Le non respect des obligations relatives à la formalités de consultation des délégués du personnel et celles relatives au reclassement du salarié ne peut être sanctionné que par une seule et même indemnité au titre de l'article L.1226-15 précité. La salariée doit en conséquence être déboutée de ses demandes de dommages et intérêts au titre du manquement à l'obligation de reclassement et au défaut de consultation des délégués du personnel.
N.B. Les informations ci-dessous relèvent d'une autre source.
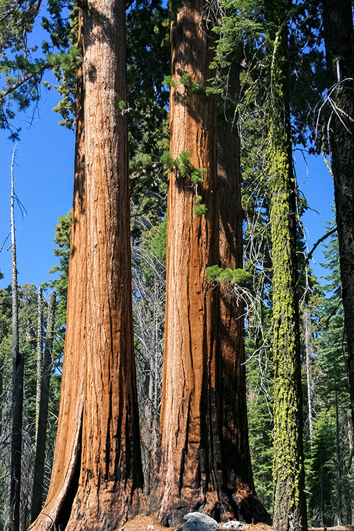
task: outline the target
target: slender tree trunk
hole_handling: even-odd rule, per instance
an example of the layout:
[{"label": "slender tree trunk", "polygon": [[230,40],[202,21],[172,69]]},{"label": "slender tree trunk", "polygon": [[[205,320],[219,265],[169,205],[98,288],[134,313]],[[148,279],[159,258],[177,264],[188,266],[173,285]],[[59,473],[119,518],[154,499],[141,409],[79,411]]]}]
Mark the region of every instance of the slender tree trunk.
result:
[{"label": "slender tree trunk", "polygon": [[311,364],[311,312],[306,308],[304,315],[305,325],[305,346],[306,349],[306,380],[307,380],[307,401],[308,409],[308,430],[310,432],[310,445],[312,447],[313,439],[313,405],[311,395],[311,381],[310,378],[310,366]]},{"label": "slender tree trunk", "polygon": [[15,236],[15,149],[11,164],[11,254],[12,280],[12,427],[11,433],[11,476],[10,487],[10,531],[19,530],[21,458],[22,454],[22,412],[24,407],[24,357],[19,351],[17,296],[17,266]]},{"label": "slender tree trunk", "polygon": [[68,319],[58,434],[44,507],[53,523],[115,529],[142,487],[133,355],[125,3],[82,10]]},{"label": "slender tree trunk", "polygon": [[335,391],[335,447],[336,447],[336,496],[335,496],[335,525],[342,525],[342,474],[341,456],[339,444],[339,413],[338,411],[338,395]]},{"label": "slender tree trunk", "polygon": [[36,394],[36,442],[38,439],[38,419],[41,401],[41,365],[43,358],[43,290],[38,288],[38,324],[37,332],[37,394]]},{"label": "slender tree trunk", "polygon": [[[231,97],[237,101],[239,92],[239,65],[230,69]],[[221,103],[221,102],[220,102]],[[243,266],[242,207],[241,202],[240,138],[224,109],[219,109],[217,124],[217,157],[219,192],[219,252],[223,269]],[[236,120],[235,120],[236,121]],[[252,473],[248,443],[245,386],[243,304],[230,295],[230,286],[220,286],[219,340],[221,364],[221,411],[223,423],[223,453],[227,485],[239,514],[248,521],[270,519],[257,497]]]},{"label": "slender tree trunk", "polygon": [[[238,447],[241,432],[231,432],[244,425],[239,425],[239,419],[237,428],[232,424],[234,411],[239,411],[239,404],[226,396],[232,377],[224,387],[221,380],[227,370],[239,367],[231,363],[228,353],[222,358],[219,294],[206,274],[207,267],[219,263],[219,209],[215,102],[203,88],[211,75],[212,44],[208,37],[212,30],[203,19],[205,8],[203,0],[183,2],[171,30],[170,151],[174,158],[188,151],[194,167],[206,172],[203,184],[197,185],[178,173],[169,176],[160,465],[152,504],[158,520],[169,526],[180,524],[189,511],[218,521],[243,513],[250,519],[252,503],[248,507],[247,496],[254,494],[252,485],[242,483],[242,472],[238,476],[234,468],[229,471],[231,448],[238,456],[244,449],[241,442]],[[193,91],[188,84],[184,87],[180,80],[186,73],[201,88]],[[207,208],[202,216],[194,210],[196,194]],[[239,345],[241,333],[237,331]],[[234,383],[239,378],[239,372]],[[240,383],[237,395],[243,392]],[[248,459],[247,451],[244,456]],[[245,486],[247,490],[242,490]]]},{"label": "slender tree trunk", "polygon": [[288,99],[287,0],[266,2],[273,268],[274,531],[307,530],[296,279],[295,181]]},{"label": "slender tree trunk", "polygon": [[[354,44],[351,0],[323,0],[328,86],[337,106],[329,109],[330,149],[348,367],[354,425]],[[338,109],[339,109],[338,111]]]},{"label": "slender tree trunk", "polygon": [[3,432],[3,357],[0,357],[0,437]]},{"label": "slender tree trunk", "polygon": [[36,456],[35,460],[35,476],[33,478],[33,490],[32,494],[31,522],[33,522],[39,514],[43,502],[43,482],[44,479],[44,463],[46,460],[48,404],[49,402],[49,388],[53,360],[52,353],[53,342],[54,339],[55,319],[55,292],[52,291],[49,296],[46,347],[44,349],[43,369],[41,375],[41,389],[39,391],[40,400],[38,412]]}]

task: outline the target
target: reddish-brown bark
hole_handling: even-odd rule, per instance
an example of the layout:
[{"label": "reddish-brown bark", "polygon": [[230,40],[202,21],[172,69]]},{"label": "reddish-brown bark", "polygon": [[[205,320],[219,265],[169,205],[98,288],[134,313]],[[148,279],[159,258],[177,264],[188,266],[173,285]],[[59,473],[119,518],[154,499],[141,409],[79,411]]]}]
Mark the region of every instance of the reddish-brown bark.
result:
[{"label": "reddish-brown bark", "polygon": [[81,19],[63,383],[49,492],[33,530],[114,529],[136,512],[142,485],[119,105],[127,100],[125,3],[98,0]]},{"label": "reddish-brown bark", "polygon": [[[236,380],[244,374],[234,361],[226,366],[228,354],[225,364],[222,361],[219,295],[206,274],[207,267],[219,263],[215,102],[203,89],[192,92],[179,84],[185,73],[204,86],[211,75],[211,29],[203,20],[205,7],[203,0],[187,0],[171,26],[172,78],[176,86],[170,96],[170,151],[174,158],[189,151],[192,164],[206,169],[204,182],[197,188],[207,211],[201,217],[195,215],[195,185],[188,178],[169,174],[160,463],[152,500],[158,519],[169,526],[180,524],[192,510],[217,520],[237,517],[242,514],[238,496],[253,494],[252,485],[242,483],[227,472],[230,447],[236,450],[237,438],[243,436],[234,432],[233,406],[232,412],[225,411],[223,417],[229,404],[225,393],[230,382],[227,389],[223,388],[222,379],[229,369],[239,371]],[[236,344],[241,339],[239,333]],[[239,391],[244,392],[244,383]],[[242,421],[240,427],[243,425]]]}]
Sur les indemnités spéciales :
Il y a lieu d'accueillir la demande de la salariée au titre de l'indemnité compensatrice' d'un montant égal à celui de l'indemnité compensatrice de préavis prévue à l'article L.1234-5 du code du travail' à hauteur de la somme de 4717.18€ correspondant à deux mois de salaire.
Sur la base du décompte établi par la salariée, non sérieusement discuté par l'employeur, il y a lieu d'accueillir la demande au titre de l'indemnité spéciale égale au double de l'indemnité prévue par l'article L.1234-9 du code du travail à hauteur du montant réclamé.
Sur la rectification de ses bulletins de paie, solde de tout compte et certificat de travail :
L'employeur conclut à l'irrecevabilité de cette demande, sans préciser en quoi celle-ci serait irrecevable. Ce moyen doit être rejeté.
Sur le fond, l'employeur ne conteste pas sérieusement les erreurs figurant sur les deux bulletins de paie de mars 2015 portant sur :
- le montant de l'indemnité conventionnelle de licenciement de 10.434.98€ (et non de 11.669.11€) pour le contrat de préparateur typo « en pied » et de 12.195,08€ ( et non de 11.091.54€) pour le contrat de préparateur typo à domicile,
- l'ancienneté de 10,13 années ( et non de 11 et 10 mois ) pour le contrat de préparateur typo « en pied » et de 11,81 années (et non de 11 années) le contrat de préparateur typo à domicile,
- la date d'entrée dans l'entreprise du 1 er juin 2003 ( et non le 1er juillet 2013) pour le contrat de préparateur typo à domicile.
Il y a donc lieu d'accueillir cette demande de rectification, sans qu'il y ait lieu de prononcer une astreinte.
PAR CES MOTIFS
La Cour, statuant publiquement, par arrêt contradictoire, en dernier ressort, mis à disposition par le greffe,
CONFIRME le jugement en ce qu'il a prononcé la jonction des instances et mis hors de cause la société Madrigall ;
L'INFIRME pour le surplus et statuant à nouveau ;
CONDAMNE la société Les Editions Gallimard à payer à Mme [C] les sommes de 4000€ à titre de dommages et intérêts pour harcèlement moral et de 1500€ au titre du manquement de l'employeur à l'obligation de sécurité avec intérêts au taux légal à compter de la décision ;
CONDAMNE la société Les Editions Gallimard à payer à Mme [C] la somme de 28.304€ à titre des dommages-intérêts pour licenciement sans cause réelle et sérieuse avec intérêts au taux légal à compter de la décision ;
CONDAMNE la société Les Editions Gallimard à payer à Mme [C] les sommes de 4717.18€ bruts à titre d'indemnité de préavis et de 471.71€ bruts à titre d'indemnité de congés payés sur préavis, avec intérêts au taux légal à compter de la convocation de l'employeur devant le conseil de prud'hommes ;
CONDAMNE la société Les Editions Gallimard à payer à Mme [C] la somme de 22.499.47€ au titre de l'indemnité spéciale de licenciement avec intérêts au taux légal à compter de la convocation de l'employeur devant le conseil de prud'hommes ;
DÉBOUTE Mme [C] de ses demandes de dommages et intérêts au titre du manquement à l'obligation de reclassement et en raison du défaut de consultation des délégués du personnel ;
ORDONNE à la société Les Editions Gallimard de délivrer à Mme [C] des bulletins de paie du mois de mars, du solde de tout compte, et du certificat de travail conformes ;
REJETTE la demande d'astreinte ;
ORDONNE à la société Les Editions Gallimard le remboursement aux organismes intéressés des indemnités chômage versées au salarié licencié du jour de son licenciement au jour du jugement prononcé dans la limite de 6 mois d'indemnités chômage ;
CONDAMNE la société Les Editions Gallimard à payer à Mme [C] la somme de 2 000 euros au titre de l'article 700 du code de procédure civile ;
CONDAMNE la société Les Editions Gallimard aux dépens de première instance et d'appel.